Investor global kerap menyebut Sri Mulyani sebagai "jangkar kepercayaan". Kehadirannya menjamin Indonesia tidak akan gegabah dalam melanggar batas defisit 3% PDB sebagaimana ditetapkan UU Keuangan Negara 2003. Kredibilitas inilah yang memungkinkan obligasi pemerintah Indonesia diminati, imbal hasil relatif terjaga, dan rupiah tidak seburuk mata uang emerging market lain dalam guncangan eksternal.
Karena itu, ketika rumor pengunduran dirinya mulai beredar, pasar segera gelisah. Aksi jual saham dan obligasi lokal meningkat, ditambah keresahan atas protes sosial yang meluas terkait ketidakadilan ekonomi. Pernyataan tegas Sri Mulyani di Instagram minggu lalu sempat menenangkan investor. Namun, perombakan kabinet yang benar-benar menggeser dirinya hanya beberapa hari kemudian justru menimbulkan kejutan berlapis.
Dinamika Politik di Balik Pergantian
Banyak yang bertanya : mengapa Prabowo harus mengganti figur yang justru menjadi simbol kredibilitas Indonesia di mata dunia?
Ada beberapa lapisan jawaban.
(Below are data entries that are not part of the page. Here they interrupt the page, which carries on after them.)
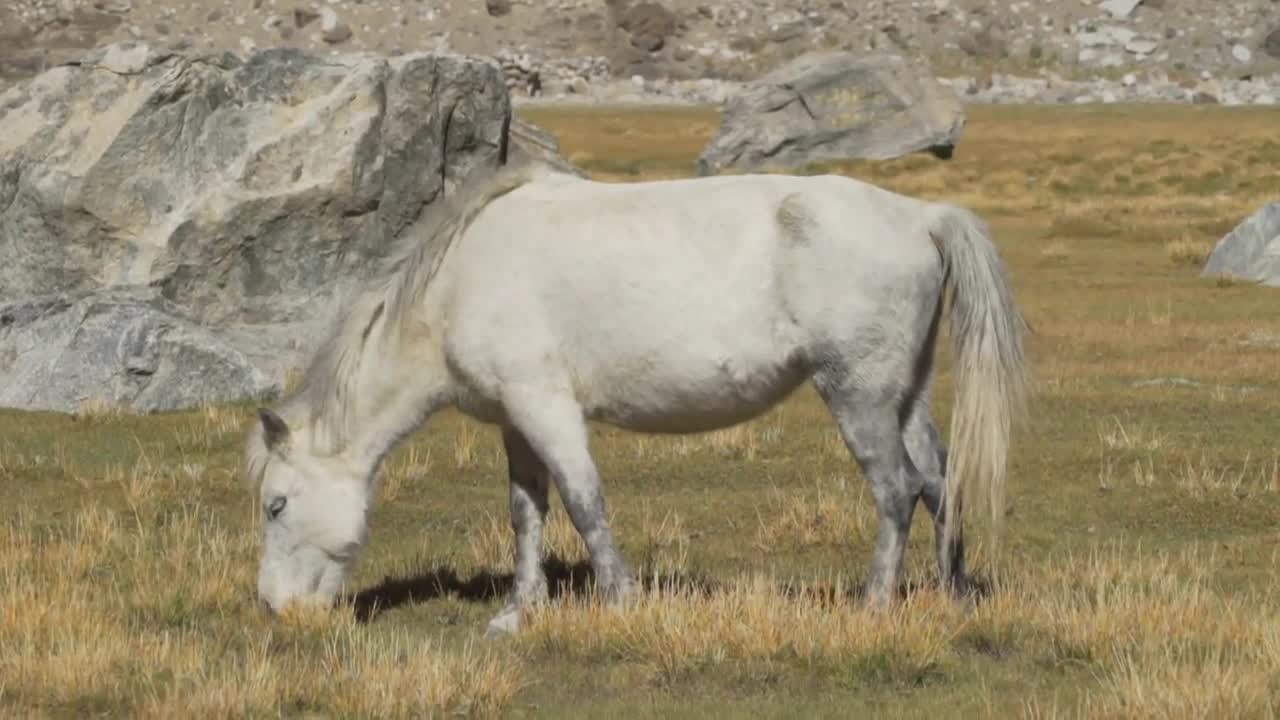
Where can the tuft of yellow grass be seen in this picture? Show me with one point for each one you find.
(1188, 251)
(831, 513)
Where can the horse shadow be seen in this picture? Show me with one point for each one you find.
(563, 579)
(576, 579)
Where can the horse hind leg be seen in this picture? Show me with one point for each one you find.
(929, 458)
(529, 493)
(871, 427)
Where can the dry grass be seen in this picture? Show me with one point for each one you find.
(1139, 580)
(91, 616)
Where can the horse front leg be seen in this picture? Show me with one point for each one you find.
(553, 424)
(529, 491)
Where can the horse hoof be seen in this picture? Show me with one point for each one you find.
(506, 623)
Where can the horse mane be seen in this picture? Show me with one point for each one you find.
(324, 400)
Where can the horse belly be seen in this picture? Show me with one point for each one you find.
(682, 397)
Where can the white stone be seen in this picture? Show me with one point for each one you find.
(328, 19)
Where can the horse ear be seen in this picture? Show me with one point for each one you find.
(275, 432)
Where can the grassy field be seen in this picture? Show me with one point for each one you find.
(1141, 561)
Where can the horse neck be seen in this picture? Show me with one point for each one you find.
(394, 396)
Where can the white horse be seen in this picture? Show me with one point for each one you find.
(540, 301)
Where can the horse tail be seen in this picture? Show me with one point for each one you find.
(991, 374)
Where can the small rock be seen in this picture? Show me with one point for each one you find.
(302, 17)
(1271, 44)
(1141, 46)
(332, 30)
(1120, 8)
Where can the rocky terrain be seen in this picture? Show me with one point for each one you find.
(698, 50)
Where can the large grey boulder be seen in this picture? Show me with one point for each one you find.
(835, 106)
(1249, 251)
(128, 347)
(210, 213)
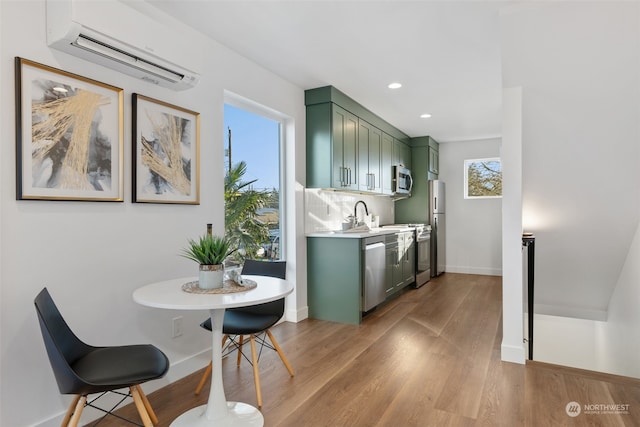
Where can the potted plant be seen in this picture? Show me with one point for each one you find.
(209, 252)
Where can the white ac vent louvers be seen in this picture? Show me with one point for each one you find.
(120, 37)
(115, 54)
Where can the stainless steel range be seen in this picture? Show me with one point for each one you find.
(423, 254)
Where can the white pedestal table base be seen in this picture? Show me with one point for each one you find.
(238, 414)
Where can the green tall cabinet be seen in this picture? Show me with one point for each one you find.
(424, 161)
(348, 147)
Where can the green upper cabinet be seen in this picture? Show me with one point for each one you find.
(433, 160)
(349, 147)
(369, 157)
(332, 142)
(387, 163)
(345, 149)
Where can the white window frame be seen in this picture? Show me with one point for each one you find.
(467, 163)
(238, 101)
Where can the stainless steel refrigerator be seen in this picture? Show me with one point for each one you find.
(437, 219)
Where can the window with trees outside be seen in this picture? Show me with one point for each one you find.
(482, 178)
(253, 206)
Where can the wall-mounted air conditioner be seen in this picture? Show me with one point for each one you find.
(117, 36)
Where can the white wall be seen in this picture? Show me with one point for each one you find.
(92, 255)
(474, 227)
(578, 65)
(619, 342)
(512, 348)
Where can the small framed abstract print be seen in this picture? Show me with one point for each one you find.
(69, 136)
(166, 152)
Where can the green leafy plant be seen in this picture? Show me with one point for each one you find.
(208, 250)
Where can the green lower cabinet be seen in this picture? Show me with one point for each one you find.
(334, 279)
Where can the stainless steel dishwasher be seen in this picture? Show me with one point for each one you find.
(373, 292)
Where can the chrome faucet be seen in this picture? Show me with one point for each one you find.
(355, 211)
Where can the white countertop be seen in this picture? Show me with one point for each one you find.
(359, 234)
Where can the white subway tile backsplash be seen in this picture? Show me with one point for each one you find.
(327, 209)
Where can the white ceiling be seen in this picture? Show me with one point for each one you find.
(445, 54)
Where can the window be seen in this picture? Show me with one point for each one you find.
(482, 178)
(253, 205)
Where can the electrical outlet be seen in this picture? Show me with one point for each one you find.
(177, 327)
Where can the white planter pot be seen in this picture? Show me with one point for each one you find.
(211, 276)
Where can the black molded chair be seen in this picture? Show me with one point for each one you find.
(81, 369)
(254, 321)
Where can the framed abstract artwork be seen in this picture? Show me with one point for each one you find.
(69, 136)
(166, 152)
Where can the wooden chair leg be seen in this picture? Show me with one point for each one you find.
(256, 374)
(203, 380)
(207, 371)
(142, 410)
(76, 409)
(147, 405)
(280, 352)
(239, 359)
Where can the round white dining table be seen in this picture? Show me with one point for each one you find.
(169, 295)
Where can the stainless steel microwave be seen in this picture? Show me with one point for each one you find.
(402, 181)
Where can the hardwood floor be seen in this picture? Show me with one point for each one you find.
(430, 357)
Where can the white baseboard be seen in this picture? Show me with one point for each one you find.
(296, 316)
(513, 353)
(483, 271)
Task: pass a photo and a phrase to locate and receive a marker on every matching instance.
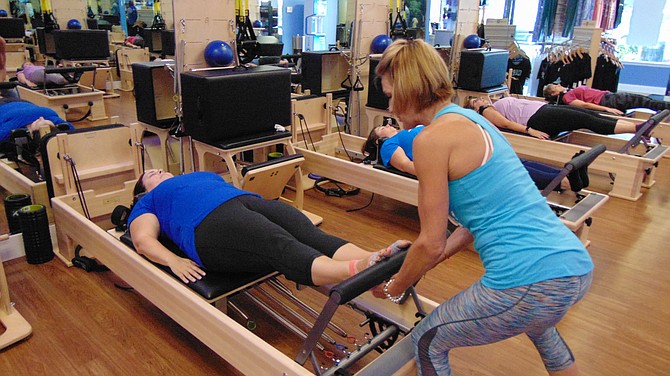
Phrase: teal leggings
(480, 315)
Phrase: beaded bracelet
(395, 299)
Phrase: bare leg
(350, 252)
(327, 270)
(623, 126)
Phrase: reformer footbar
(343, 293)
(644, 131)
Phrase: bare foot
(375, 257)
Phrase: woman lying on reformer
(225, 229)
(392, 147)
(544, 121)
(16, 113)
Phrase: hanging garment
(520, 66)
(606, 75)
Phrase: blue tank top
(518, 237)
(182, 202)
(402, 139)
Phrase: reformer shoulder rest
(250, 140)
(8, 85)
(212, 285)
(255, 166)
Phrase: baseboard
(641, 89)
(13, 247)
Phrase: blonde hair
(547, 92)
(420, 77)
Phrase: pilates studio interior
(238, 89)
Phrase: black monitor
(12, 28)
(167, 42)
(233, 105)
(81, 44)
(112, 19)
(45, 41)
(269, 46)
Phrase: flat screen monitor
(81, 44)
(12, 28)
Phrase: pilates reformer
(62, 98)
(660, 132)
(631, 163)
(194, 312)
(15, 326)
(332, 159)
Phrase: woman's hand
(378, 291)
(538, 134)
(614, 111)
(186, 269)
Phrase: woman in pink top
(32, 75)
(602, 100)
(543, 120)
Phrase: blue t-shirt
(182, 202)
(402, 139)
(519, 238)
(19, 114)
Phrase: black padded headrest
(394, 170)
(211, 285)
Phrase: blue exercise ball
(74, 24)
(472, 41)
(379, 43)
(218, 54)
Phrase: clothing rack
(588, 36)
(499, 33)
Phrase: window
(628, 40)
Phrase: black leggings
(626, 101)
(552, 119)
(250, 234)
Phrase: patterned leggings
(480, 315)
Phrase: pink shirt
(584, 94)
(517, 110)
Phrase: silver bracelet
(394, 299)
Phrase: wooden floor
(84, 325)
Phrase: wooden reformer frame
(86, 97)
(204, 153)
(16, 327)
(330, 159)
(249, 354)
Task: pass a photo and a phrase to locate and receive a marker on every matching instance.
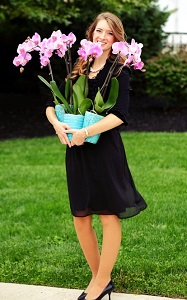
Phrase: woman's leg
(89, 244)
(110, 248)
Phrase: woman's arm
(107, 123)
(59, 127)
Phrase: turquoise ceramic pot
(89, 119)
(59, 111)
(74, 121)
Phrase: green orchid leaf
(75, 103)
(58, 94)
(99, 109)
(113, 94)
(85, 105)
(99, 99)
(45, 81)
(67, 88)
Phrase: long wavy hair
(119, 34)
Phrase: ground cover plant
(38, 244)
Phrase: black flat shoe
(82, 296)
(108, 290)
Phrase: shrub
(166, 77)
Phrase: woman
(99, 180)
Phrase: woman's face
(104, 34)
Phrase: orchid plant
(131, 53)
(75, 100)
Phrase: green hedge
(166, 77)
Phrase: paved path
(13, 291)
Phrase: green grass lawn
(38, 244)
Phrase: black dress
(98, 177)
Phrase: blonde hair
(117, 28)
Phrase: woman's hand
(60, 129)
(78, 137)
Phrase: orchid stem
(106, 82)
(50, 71)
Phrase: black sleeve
(120, 109)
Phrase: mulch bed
(21, 116)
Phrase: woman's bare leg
(110, 248)
(89, 244)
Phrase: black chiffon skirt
(99, 180)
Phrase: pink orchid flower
(120, 47)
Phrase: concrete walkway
(13, 291)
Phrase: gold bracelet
(86, 132)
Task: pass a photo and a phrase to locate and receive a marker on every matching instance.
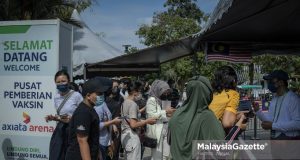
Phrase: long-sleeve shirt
(284, 112)
(104, 115)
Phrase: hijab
(158, 87)
(194, 121)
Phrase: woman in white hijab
(158, 93)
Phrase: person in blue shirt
(283, 118)
(106, 125)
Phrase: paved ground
(247, 135)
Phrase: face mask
(139, 97)
(100, 100)
(272, 87)
(163, 97)
(115, 91)
(62, 88)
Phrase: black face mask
(115, 91)
(164, 97)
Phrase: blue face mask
(272, 87)
(62, 88)
(100, 100)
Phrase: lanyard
(275, 118)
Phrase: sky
(118, 20)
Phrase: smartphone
(123, 117)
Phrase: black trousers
(59, 142)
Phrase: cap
(279, 74)
(106, 82)
(93, 85)
(126, 81)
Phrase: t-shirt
(70, 105)
(129, 109)
(226, 100)
(84, 121)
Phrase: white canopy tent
(88, 48)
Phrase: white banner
(28, 63)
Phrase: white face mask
(138, 97)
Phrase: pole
(251, 76)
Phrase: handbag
(149, 142)
(145, 140)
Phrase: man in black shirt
(84, 124)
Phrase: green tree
(182, 18)
(40, 9)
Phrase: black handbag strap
(122, 113)
(64, 101)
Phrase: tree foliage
(40, 9)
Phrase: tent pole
(84, 73)
(251, 76)
(195, 60)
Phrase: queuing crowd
(106, 117)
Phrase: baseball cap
(279, 74)
(93, 85)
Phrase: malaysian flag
(235, 53)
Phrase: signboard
(29, 59)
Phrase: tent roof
(254, 21)
(89, 48)
(263, 26)
(268, 26)
(143, 61)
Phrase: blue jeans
(103, 150)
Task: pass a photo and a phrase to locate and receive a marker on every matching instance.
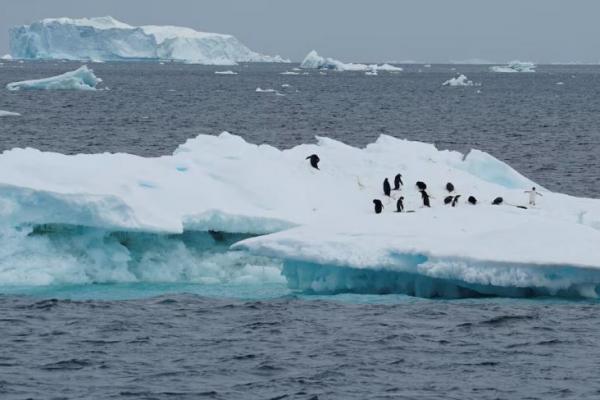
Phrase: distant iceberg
(4, 113)
(514, 66)
(314, 61)
(107, 39)
(82, 78)
(460, 80)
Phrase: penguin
(455, 201)
(398, 182)
(314, 160)
(378, 206)
(387, 189)
(425, 197)
(400, 204)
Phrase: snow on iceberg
(82, 78)
(514, 66)
(460, 80)
(314, 61)
(4, 113)
(107, 39)
(220, 209)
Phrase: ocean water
(241, 340)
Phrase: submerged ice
(107, 39)
(223, 210)
(82, 78)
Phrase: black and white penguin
(387, 189)
(400, 204)
(425, 197)
(314, 160)
(455, 201)
(398, 182)
(378, 206)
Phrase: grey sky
(360, 30)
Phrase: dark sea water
(192, 341)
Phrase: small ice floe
(82, 78)
(4, 113)
(260, 90)
(460, 80)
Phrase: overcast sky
(360, 30)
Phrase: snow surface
(117, 214)
(82, 78)
(314, 61)
(4, 113)
(460, 80)
(514, 66)
(107, 39)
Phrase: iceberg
(514, 66)
(314, 61)
(107, 39)
(82, 78)
(460, 80)
(220, 209)
(4, 113)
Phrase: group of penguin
(422, 187)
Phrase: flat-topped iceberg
(107, 39)
(314, 61)
(220, 207)
(514, 66)
(82, 78)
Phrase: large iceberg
(107, 39)
(82, 78)
(314, 61)
(222, 209)
(514, 66)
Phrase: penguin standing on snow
(378, 206)
(425, 197)
(398, 182)
(314, 160)
(455, 201)
(400, 204)
(387, 189)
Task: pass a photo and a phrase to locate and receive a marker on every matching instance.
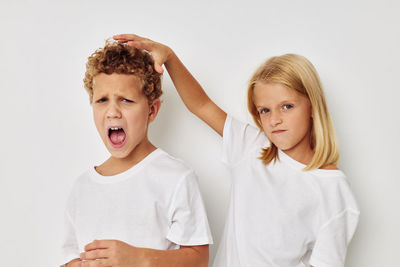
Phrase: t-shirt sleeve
(331, 245)
(69, 247)
(189, 224)
(239, 139)
(336, 231)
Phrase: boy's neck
(113, 165)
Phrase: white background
(48, 138)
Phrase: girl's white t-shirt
(280, 215)
(155, 204)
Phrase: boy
(141, 207)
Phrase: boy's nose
(113, 111)
(275, 119)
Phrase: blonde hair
(297, 73)
(123, 59)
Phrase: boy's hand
(160, 52)
(113, 253)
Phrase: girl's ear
(154, 108)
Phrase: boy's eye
(127, 100)
(287, 106)
(101, 100)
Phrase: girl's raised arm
(192, 94)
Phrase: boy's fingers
(96, 263)
(98, 244)
(94, 254)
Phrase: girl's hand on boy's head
(112, 253)
(160, 52)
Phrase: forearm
(193, 95)
(187, 86)
(184, 257)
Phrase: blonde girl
(290, 205)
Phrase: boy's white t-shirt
(155, 204)
(280, 215)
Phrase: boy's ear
(154, 108)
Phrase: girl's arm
(117, 253)
(192, 94)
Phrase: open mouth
(116, 136)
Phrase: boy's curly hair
(123, 59)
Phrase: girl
(290, 205)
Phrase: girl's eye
(287, 106)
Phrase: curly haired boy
(141, 207)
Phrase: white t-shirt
(155, 204)
(280, 215)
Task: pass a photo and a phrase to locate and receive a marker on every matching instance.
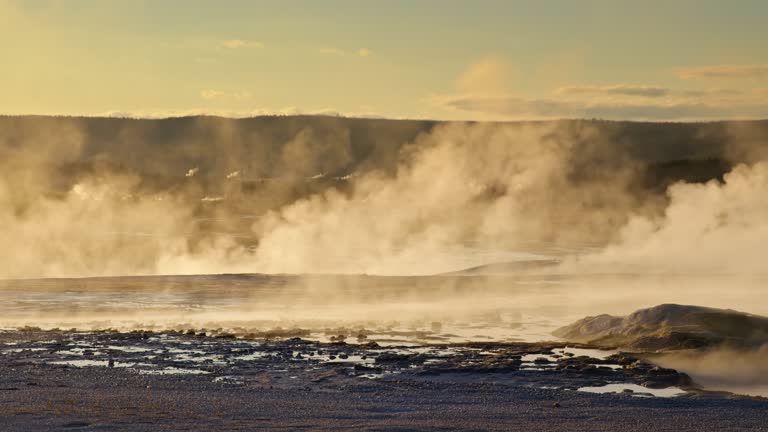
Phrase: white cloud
(490, 75)
(332, 51)
(520, 108)
(210, 94)
(619, 89)
(240, 43)
(724, 72)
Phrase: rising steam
(310, 198)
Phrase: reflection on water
(634, 390)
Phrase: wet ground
(172, 380)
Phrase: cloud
(620, 89)
(240, 43)
(490, 75)
(210, 94)
(287, 111)
(724, 72)
(520, 108)
(332, 51)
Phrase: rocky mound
(669, 327)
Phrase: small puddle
(634, 390)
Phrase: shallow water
(634, 390)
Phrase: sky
(671, 60)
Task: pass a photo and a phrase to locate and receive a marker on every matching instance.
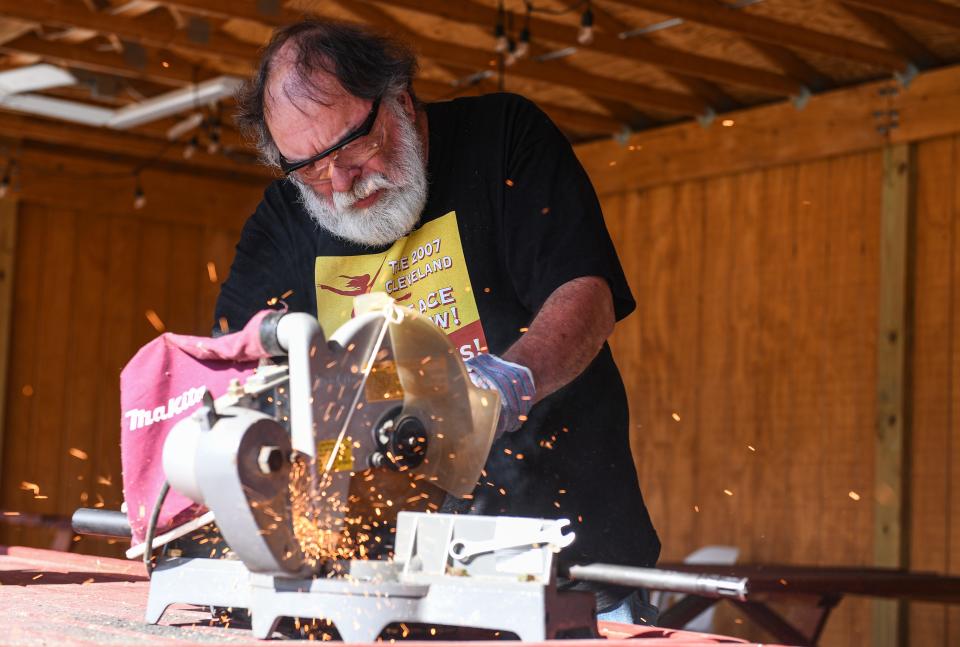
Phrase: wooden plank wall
(756, 325)
(750, 363)
(935, 465)
(88, 268)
Pertama, hak prerogatif presiden memang memberi ruang penuh bagi Prabowo untuk membentuk kabinet sesuai prioritas politiknya. Ia mungkin menilai Sri Mulyani terlalu konservatif, terlalu berhati-hati, dan kurang sejalan dengan agenda ambisius pemerintahannya - mulai dari target pertumbuhan 8%, program makan siang gratis, hingga percepatan pembangunan infrastruktur besar-besaran.